Along with the house, Carl inherited its contents, among them his father’s vast collection of homeopathic “medicines” and cure-alls – including a stash of diet pills that are as likely to kill the person taking them as they are to help her shed a few unwanted pounds. Unfortunately for Carl (and especially for his friend Stacey), that is exactly what happens when he lets Stacey talk him into selling her fifty of the pills. Carl’s border recognizes a good blackmail opportunity when he sees one, and after Stacey’s body is discovered, he begins to “reverse blackmail” Carl by refusing to pay his monthly rent.
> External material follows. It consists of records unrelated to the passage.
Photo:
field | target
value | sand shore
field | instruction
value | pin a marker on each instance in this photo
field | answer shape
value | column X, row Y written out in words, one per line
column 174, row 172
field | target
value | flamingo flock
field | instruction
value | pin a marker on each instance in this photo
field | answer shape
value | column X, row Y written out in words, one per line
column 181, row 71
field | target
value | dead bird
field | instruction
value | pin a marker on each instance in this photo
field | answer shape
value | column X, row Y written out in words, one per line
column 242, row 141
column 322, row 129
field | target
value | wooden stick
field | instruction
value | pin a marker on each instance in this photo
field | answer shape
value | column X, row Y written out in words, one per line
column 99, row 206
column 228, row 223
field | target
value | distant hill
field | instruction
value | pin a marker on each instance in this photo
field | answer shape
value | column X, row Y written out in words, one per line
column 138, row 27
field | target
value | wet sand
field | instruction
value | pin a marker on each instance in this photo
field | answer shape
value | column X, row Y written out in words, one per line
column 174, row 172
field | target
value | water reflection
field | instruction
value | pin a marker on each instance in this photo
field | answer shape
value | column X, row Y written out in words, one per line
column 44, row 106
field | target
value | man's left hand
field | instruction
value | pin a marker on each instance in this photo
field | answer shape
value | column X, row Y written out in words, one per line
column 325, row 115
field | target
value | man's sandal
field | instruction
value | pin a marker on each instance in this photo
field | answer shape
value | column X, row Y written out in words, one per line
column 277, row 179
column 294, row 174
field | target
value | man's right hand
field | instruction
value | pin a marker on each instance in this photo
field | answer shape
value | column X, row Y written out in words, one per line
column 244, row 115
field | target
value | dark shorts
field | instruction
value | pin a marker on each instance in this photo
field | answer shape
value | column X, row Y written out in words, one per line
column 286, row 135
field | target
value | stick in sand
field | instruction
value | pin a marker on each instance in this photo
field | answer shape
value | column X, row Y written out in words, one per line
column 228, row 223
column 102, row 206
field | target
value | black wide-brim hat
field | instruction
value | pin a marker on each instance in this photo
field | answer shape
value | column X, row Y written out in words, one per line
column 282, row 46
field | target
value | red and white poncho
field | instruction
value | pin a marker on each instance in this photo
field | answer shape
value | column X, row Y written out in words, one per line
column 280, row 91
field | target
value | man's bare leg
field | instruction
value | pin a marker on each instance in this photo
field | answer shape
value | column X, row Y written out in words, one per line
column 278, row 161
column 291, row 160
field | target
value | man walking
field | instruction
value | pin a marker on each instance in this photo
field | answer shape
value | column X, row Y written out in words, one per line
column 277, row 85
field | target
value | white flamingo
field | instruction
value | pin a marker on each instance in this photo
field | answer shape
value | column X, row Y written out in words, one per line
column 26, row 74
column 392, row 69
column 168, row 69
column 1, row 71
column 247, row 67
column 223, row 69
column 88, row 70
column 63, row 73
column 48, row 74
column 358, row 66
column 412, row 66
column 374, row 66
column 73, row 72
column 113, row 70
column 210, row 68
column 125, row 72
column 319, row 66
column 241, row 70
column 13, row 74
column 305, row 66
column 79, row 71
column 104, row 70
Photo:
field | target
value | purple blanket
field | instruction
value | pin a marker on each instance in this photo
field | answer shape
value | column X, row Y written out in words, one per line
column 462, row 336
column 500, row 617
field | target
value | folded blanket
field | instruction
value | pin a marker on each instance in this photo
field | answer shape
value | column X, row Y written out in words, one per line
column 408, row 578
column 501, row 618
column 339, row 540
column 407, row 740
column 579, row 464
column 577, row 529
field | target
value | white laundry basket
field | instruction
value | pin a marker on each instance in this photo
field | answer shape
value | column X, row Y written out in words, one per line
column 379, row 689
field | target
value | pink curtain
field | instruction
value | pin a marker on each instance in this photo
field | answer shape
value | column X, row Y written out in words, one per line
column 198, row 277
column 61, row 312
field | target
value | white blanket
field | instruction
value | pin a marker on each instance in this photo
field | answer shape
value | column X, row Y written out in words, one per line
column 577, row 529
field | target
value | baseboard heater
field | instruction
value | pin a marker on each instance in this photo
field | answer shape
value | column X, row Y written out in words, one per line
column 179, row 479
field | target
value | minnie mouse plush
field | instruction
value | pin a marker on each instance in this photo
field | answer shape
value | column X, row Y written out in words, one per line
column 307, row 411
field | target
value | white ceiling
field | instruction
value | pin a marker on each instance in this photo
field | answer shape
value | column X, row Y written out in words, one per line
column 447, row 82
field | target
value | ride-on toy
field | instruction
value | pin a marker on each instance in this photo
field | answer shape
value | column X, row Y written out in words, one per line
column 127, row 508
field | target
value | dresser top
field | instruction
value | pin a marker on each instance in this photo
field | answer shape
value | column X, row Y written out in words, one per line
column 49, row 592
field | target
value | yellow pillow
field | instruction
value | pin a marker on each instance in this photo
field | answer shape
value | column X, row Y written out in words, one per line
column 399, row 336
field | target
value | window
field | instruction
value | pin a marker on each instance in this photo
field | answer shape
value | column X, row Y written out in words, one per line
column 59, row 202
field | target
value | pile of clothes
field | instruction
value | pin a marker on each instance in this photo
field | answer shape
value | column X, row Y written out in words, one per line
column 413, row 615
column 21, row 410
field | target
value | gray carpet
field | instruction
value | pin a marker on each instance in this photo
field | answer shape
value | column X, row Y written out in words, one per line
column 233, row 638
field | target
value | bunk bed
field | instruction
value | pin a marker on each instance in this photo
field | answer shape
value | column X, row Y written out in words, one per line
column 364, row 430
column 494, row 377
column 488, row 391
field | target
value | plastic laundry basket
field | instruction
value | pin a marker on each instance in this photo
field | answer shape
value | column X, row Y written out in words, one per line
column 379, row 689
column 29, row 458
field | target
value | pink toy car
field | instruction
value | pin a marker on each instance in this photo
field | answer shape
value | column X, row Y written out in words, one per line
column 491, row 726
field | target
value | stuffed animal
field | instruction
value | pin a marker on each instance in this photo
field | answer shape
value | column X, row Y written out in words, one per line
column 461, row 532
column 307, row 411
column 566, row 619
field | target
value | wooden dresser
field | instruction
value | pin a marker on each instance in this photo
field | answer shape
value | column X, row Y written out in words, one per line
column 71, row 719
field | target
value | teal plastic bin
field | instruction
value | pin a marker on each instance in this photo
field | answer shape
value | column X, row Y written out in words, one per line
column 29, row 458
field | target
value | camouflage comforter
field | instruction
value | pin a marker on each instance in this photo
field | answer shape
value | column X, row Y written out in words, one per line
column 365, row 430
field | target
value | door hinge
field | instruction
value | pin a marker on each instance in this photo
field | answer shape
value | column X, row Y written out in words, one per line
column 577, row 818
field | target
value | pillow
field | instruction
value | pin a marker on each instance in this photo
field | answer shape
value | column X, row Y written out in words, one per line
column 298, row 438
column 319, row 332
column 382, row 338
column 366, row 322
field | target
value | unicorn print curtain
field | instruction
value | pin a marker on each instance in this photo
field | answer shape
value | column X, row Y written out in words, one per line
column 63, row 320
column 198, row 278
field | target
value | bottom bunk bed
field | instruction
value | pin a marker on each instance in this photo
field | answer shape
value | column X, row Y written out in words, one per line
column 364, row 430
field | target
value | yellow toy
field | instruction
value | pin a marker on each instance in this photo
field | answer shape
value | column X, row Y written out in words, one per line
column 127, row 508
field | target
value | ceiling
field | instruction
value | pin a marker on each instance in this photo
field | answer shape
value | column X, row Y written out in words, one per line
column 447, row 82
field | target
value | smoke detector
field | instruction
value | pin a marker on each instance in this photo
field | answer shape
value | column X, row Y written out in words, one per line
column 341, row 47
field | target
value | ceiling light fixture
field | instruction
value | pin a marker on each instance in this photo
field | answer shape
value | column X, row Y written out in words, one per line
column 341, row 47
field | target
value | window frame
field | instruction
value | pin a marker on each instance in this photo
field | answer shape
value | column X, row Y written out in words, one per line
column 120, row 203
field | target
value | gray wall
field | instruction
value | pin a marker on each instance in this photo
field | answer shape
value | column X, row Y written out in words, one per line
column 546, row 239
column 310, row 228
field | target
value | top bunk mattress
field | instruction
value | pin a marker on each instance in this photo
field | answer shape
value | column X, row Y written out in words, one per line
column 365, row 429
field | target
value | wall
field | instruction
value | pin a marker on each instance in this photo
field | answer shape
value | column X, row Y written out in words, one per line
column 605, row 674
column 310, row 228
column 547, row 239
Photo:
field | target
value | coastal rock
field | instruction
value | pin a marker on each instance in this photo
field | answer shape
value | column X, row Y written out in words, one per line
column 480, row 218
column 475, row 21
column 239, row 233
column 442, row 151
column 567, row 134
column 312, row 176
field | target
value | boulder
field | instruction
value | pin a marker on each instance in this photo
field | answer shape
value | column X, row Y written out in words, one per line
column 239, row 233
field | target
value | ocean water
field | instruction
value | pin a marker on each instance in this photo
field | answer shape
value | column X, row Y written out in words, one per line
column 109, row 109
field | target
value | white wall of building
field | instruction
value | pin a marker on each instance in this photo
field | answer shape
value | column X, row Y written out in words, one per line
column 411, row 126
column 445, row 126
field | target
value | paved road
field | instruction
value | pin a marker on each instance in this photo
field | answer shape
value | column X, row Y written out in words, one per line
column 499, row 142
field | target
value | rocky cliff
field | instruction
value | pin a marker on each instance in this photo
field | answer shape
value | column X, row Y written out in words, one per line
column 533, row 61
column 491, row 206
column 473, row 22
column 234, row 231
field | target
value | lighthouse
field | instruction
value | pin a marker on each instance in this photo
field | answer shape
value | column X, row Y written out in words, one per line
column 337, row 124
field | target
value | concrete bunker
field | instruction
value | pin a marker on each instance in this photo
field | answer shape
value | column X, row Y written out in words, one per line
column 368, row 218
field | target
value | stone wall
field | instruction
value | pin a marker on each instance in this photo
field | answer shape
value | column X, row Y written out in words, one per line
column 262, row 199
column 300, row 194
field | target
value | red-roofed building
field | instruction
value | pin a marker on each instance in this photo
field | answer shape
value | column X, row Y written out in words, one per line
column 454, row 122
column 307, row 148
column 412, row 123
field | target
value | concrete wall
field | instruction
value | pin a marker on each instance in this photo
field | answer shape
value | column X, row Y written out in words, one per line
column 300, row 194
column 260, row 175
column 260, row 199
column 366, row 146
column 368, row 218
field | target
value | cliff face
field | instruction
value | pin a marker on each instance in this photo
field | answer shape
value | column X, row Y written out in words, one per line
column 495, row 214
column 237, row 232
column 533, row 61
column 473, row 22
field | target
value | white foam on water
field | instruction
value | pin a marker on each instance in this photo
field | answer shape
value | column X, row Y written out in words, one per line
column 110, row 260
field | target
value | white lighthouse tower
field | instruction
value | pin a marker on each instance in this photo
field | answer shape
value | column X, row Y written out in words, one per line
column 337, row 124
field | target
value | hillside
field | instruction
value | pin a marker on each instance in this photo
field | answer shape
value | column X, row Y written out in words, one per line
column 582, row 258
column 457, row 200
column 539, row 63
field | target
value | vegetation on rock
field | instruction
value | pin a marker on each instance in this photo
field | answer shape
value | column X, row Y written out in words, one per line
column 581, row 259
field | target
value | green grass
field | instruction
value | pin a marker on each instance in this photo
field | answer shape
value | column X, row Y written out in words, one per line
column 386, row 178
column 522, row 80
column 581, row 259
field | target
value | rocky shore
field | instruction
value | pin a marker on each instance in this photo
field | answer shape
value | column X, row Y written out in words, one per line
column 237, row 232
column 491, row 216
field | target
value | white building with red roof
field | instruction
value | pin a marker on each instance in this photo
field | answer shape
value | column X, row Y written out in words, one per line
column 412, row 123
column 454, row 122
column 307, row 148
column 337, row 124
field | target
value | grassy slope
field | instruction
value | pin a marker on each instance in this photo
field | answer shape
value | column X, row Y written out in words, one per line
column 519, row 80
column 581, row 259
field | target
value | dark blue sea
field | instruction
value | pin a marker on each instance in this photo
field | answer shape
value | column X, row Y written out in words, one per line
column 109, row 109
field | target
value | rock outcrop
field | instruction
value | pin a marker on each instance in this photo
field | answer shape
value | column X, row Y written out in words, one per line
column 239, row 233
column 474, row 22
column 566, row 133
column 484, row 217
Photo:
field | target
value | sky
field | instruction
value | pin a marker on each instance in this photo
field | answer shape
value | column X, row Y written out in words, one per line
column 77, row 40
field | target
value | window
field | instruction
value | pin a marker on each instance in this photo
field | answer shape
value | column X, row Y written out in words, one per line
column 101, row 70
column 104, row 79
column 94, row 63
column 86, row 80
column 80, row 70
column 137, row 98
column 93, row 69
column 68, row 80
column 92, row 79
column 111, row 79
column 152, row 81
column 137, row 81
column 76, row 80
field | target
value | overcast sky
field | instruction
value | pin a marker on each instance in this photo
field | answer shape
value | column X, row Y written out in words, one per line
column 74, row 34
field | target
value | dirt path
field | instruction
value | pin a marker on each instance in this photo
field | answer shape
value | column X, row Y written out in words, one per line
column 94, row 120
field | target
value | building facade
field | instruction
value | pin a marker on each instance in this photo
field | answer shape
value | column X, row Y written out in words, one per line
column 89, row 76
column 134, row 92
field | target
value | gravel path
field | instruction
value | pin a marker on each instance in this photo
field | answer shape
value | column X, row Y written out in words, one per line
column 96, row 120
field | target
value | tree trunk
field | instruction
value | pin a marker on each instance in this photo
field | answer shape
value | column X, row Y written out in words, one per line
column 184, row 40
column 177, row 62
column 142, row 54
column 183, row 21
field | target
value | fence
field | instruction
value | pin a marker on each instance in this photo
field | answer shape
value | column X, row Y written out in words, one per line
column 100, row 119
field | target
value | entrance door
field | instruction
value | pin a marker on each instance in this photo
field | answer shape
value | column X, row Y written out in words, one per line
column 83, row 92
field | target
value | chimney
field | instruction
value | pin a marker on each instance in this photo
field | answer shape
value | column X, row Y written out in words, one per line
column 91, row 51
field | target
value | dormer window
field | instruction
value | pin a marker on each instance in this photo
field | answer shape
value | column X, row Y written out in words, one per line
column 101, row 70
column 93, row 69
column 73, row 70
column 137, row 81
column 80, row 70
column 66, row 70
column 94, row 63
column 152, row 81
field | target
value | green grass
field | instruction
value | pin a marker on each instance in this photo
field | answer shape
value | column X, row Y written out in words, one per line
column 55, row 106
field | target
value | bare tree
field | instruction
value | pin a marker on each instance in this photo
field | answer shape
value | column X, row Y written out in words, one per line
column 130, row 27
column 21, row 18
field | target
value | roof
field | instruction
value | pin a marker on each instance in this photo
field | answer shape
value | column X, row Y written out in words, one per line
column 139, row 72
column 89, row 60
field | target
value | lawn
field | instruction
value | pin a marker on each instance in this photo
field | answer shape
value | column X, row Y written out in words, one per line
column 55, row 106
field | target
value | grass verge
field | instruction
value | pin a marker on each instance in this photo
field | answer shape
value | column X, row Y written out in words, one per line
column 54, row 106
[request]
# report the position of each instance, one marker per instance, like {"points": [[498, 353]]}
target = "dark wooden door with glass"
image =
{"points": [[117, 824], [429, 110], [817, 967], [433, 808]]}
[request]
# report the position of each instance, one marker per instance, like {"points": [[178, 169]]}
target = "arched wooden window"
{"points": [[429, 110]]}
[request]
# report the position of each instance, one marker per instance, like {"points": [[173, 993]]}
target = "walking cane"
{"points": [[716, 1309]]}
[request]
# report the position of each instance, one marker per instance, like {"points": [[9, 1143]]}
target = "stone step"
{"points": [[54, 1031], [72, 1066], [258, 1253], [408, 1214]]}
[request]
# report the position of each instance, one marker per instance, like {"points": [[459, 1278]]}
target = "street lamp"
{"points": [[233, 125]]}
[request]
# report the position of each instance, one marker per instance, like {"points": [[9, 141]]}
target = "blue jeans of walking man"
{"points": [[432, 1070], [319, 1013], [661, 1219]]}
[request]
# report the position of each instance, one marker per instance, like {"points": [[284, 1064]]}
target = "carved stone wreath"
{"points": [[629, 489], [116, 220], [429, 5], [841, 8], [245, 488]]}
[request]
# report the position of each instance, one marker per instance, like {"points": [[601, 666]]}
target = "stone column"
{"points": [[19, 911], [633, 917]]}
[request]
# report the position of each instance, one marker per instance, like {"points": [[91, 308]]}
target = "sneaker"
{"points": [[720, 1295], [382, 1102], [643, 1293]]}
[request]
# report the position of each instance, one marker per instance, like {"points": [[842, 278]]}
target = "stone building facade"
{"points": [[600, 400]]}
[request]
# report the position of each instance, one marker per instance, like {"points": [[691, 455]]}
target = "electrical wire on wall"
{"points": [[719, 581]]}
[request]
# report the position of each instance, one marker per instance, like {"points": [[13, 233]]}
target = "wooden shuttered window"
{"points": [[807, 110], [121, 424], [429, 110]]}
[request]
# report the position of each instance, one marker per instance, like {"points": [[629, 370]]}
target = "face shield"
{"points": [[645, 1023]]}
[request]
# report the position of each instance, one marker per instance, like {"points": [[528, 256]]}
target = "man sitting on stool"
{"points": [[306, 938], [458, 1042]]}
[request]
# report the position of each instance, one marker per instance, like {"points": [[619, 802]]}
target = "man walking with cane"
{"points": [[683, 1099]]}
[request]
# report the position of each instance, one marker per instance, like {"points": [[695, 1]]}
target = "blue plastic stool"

In a side plot (which will tellingly crash into Carl’s world soon enough), a one-time friend of the dead Stacey’s has taken to living in Stacey’s apartment where she will remain until being forced out by the dead woman’s family. In her trademark fashion, Rendell explores deeply both the backgrounds of her characters and what is going on inside their heads. She wants her readers to understand why her characters do the things they do, but seldom has an entire cast of her characters been as flawed as the one in Dark Corners. Victims and criminals are, in fact, so much alike that the reader is hard pressed to find one to root for in this tale of blackmail, murder, and unintended consequences.

Dark Corners is not destined to become my favorite Ruth Rendell/Barbara Vine novel. Nor is it, in my estimation, one of her better books, but because it is her last it will always have a place somewhere on my shelves and in my memory.